C’est inédit. Dans l’histoire politique de Madagascar, rarement, sinon jamais on n'aura vu une si forte inflation de candidats à une présidentielle : en effet, ils sont exactement 49 à avoir déposé leur acte de candidature auprès de la Cour électorale spéciale (CES). Désormais la tâche revient aux huit magistrats membres de ladite Cour de dire qui sera candidat ou pas.
Si au nombre de ces postulants, 30 représentent des partis et formations politiques, les 19 autres, eux, se présentent à titre individuel en faisant prévaloir leur donne personnelle.
Une sorte de melting-pot que ces prétendants à la magistrature suprême de la Grande Ile, où se côtoient dans une joyeuse pagaille des membres des institutions de la transition, des officiers généraux retraités, des simples quidams, des artistes, des "envoyés de Dieu", des anciens ministres et Premiers ministres voire un ancien chef d’Etat.
Si les deux ennemis jurés de la scène politique malgache, en l’occurrence Marc Ravalomanana et Andy Rajoalina, se sont abstenus de faire acte de candidature tout en guerroyant par procuration, la page insolite de cette présidentielle sera sans doute écrite par Didier Ratsiraka, 76 ans, qui aura présidé aux destinées de la nation malgache vingt années durant.
Bien que diminué physiquement, avec une acuité visuelle défaillante, l’ancien «amiral rouge», comme on l’appelait du côté de la Grande Ile, qui vient de rentrer d’un long exil de onze ans en France, vise un troisième mandat. Ce qui est loin d’être un acquis.

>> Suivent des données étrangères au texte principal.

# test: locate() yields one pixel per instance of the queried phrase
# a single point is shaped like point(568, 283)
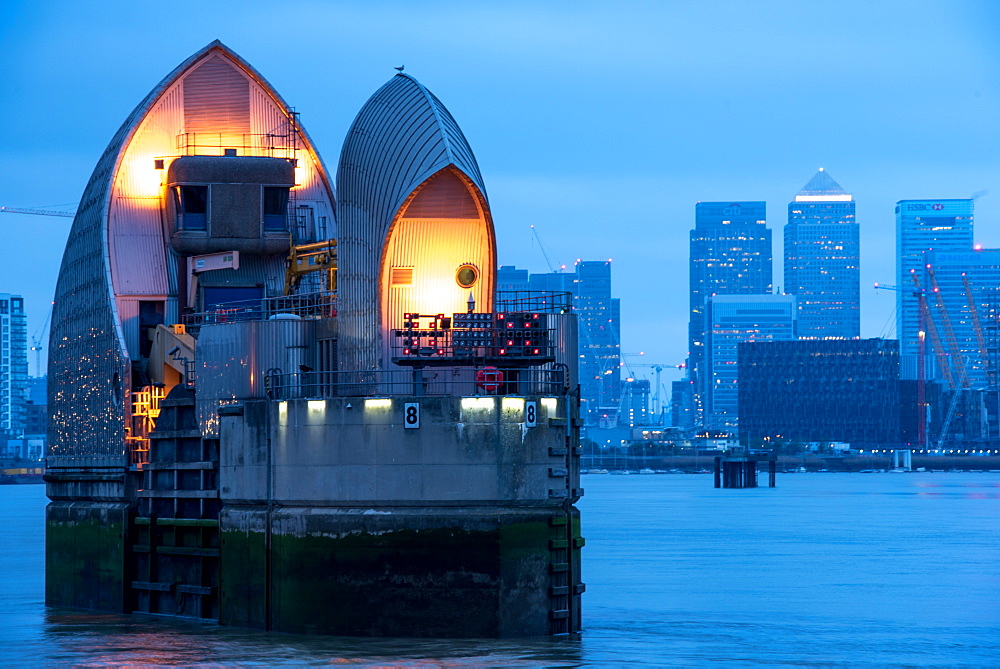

On se souvient que c’est contraint et poussé à bout par l’industriel Ravalomanana que Ratsiraka avait daigné quitter les lambris du pouvoir en 2002.
Condamné par la suite par contumace en 2003 à dix ans de travaux forcés pour détournement de fonds, il n’avait eu le salut qu’en s’exilant dans l’Hexagone. C’est dire qu’au strict plan judiciaire, la fatwa qui planait au-dessus de la tête de celui qui s’était emparé du pouvoir d’Etat à Madagascar en 1975 n’est pas officiellement prescrite.
Alors, serait-ce un argument suffisant pour rejeter sa candidature ?
Peut-être pas, mais un motif de rejet pourrait se trouver ailleurs, vu que la loi fixant condition d’éligibilité du président de la république impose d’avoir résidé à Madagascar depuis au moins six mois avant la clôture du dépôt des candidatures.
Alors Ratsiraka, qui vient à peine de fouler le sol malgache après plusieurs années d’absence, aura-t-il sa candidature acceptée ?
Dans l’intérêt de la paix sociale, on pourrait bien fermer les yeux là-dessus afin d’aller à l’essentiel : quitter enfin ce long tunnel de la transition. Surtout que, à en croire l'ex-homme fort du pays, sa motivation n'est pas la reconquête du pouvoir : "C'est vrai que ma candidature a peu de chance d'aboutir. Mais elle va faire taire certaines critiques concernant mon âge ou ma prétendue volonté d'encourager le report des élections". Parole de vieil amiral.